TITLE 16 OCCUPATIONAL AND PROFESSIONAL LICENSING

CHAPTER 8 COMMERICAL AND MEDICAL CANNABIS

PART 6 HEALTH AND SAFETY, FOOD AND PRODUCT SAFETY, ENVIRONMENTAL IMPACTS, AND NATURAL RESOURCES

 

16.8.6.1 ISSUING AGENCY: New Mexico Regulation and Licensing Department, Cannabis Control Division.

[16.8.6.1 NMAC N/E, 12/02/2021]

 

16.8.6.2 SCOPE: This rule applies to all applicants for licensure pursuant to the Cannabis Regulation Act, the Lynn and Erin Compassionate Use Act or division rules, and where applicable, the general public.

[16.8.6.2 NMAC - N/E, 12/02/2021]

 

16.8.6.3 STATUTORY AUTHORITY: The requirements set forth herein are promulgated by the cannabis control division pursuant to the authority granted under the Cannabis Regulation Act and the licensing provisions of the Lynn and Erin Compassionate Use Act.
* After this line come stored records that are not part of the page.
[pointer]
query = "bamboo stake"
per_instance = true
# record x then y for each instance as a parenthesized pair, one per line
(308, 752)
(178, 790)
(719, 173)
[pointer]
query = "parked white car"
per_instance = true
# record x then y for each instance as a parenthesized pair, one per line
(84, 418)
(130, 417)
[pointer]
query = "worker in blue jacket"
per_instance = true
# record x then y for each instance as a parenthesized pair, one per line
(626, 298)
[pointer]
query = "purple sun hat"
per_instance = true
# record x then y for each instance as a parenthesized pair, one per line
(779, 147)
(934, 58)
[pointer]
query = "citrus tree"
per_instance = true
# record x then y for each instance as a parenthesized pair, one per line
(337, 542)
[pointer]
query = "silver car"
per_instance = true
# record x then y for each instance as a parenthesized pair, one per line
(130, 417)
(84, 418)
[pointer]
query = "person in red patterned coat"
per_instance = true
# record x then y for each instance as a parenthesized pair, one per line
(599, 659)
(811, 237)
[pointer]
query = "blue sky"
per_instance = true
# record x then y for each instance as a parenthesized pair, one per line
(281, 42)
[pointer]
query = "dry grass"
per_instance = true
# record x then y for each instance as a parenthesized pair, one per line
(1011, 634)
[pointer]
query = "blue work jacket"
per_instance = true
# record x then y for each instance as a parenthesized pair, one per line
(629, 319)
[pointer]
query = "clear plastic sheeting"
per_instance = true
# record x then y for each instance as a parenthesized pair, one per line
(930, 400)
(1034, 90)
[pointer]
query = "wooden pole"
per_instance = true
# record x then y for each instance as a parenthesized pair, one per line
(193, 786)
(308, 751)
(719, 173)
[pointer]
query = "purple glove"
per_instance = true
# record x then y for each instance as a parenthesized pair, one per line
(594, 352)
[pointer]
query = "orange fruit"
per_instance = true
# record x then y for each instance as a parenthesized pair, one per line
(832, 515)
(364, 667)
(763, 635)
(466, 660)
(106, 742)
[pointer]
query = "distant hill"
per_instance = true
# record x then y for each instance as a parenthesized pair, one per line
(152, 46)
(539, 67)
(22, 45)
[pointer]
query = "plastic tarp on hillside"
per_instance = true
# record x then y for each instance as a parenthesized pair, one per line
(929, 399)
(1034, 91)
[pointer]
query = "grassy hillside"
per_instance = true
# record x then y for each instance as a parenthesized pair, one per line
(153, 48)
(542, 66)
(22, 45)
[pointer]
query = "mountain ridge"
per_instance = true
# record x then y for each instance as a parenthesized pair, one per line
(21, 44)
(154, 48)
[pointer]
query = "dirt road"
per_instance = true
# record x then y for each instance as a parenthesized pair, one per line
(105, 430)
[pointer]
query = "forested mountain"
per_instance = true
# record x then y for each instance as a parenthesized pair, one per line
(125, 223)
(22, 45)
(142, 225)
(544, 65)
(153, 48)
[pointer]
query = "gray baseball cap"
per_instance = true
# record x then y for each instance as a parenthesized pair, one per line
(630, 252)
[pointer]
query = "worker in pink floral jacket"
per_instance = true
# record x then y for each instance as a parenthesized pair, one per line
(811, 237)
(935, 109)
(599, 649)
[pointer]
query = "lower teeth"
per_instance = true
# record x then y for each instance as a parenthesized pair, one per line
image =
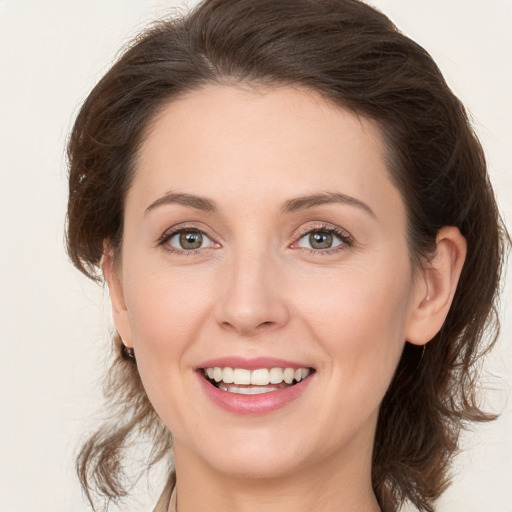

[16.8.6.3 NMAC - N/E, 12/02/2021]

 

16.8.6.4 DURATION: Permanent.

[16.8.6.4 NMAC - N/E, 12/02/2021]

 

16.8.6.5 EFFECTIVE DATE: 12/02/2021, unless a later date is cited at the end of a section.

[16.8.6.5 NMAC - N/E, 12/02/2021]

 

16.8.6.6 OBJECTIVE: The objective of Part 6 is to set forth standards related to health and safety, food and product safety, environmental impacts, and natural resources to ensure public health, safety, and well-being. Part 6 is not applicable to personal use of cannabis pursuant to the Cannabis Regulation Act or the Lynn and Erin Compassionate Use Act.

[16.8.6.6 NMAC - N/E, 12/02/2021]

 

16.8.6.7 PREREQUISITE AND RESPONSIBILITY FOR OPERATION:

A. Prior to the submission of a license application for a class II, III, or IV cannabis manufacture license, each applicant or licensee engaged in the manufacturing of edible or topical cannabis products or edible or topical cannabis finished products shall provide to NMED a certification that:

(1) the facility where the cannabis manufacturer operates, and the manufacturing equipment used will be constructed and maintained in accordance with the requirements of this part; and

(2) edible and topical cannabis products and edible and topical finished products will be stored, manufactured, packaged, repackaged, labeled, relabeled, tested, reworked, or wasted in accordance with the requirements of this part.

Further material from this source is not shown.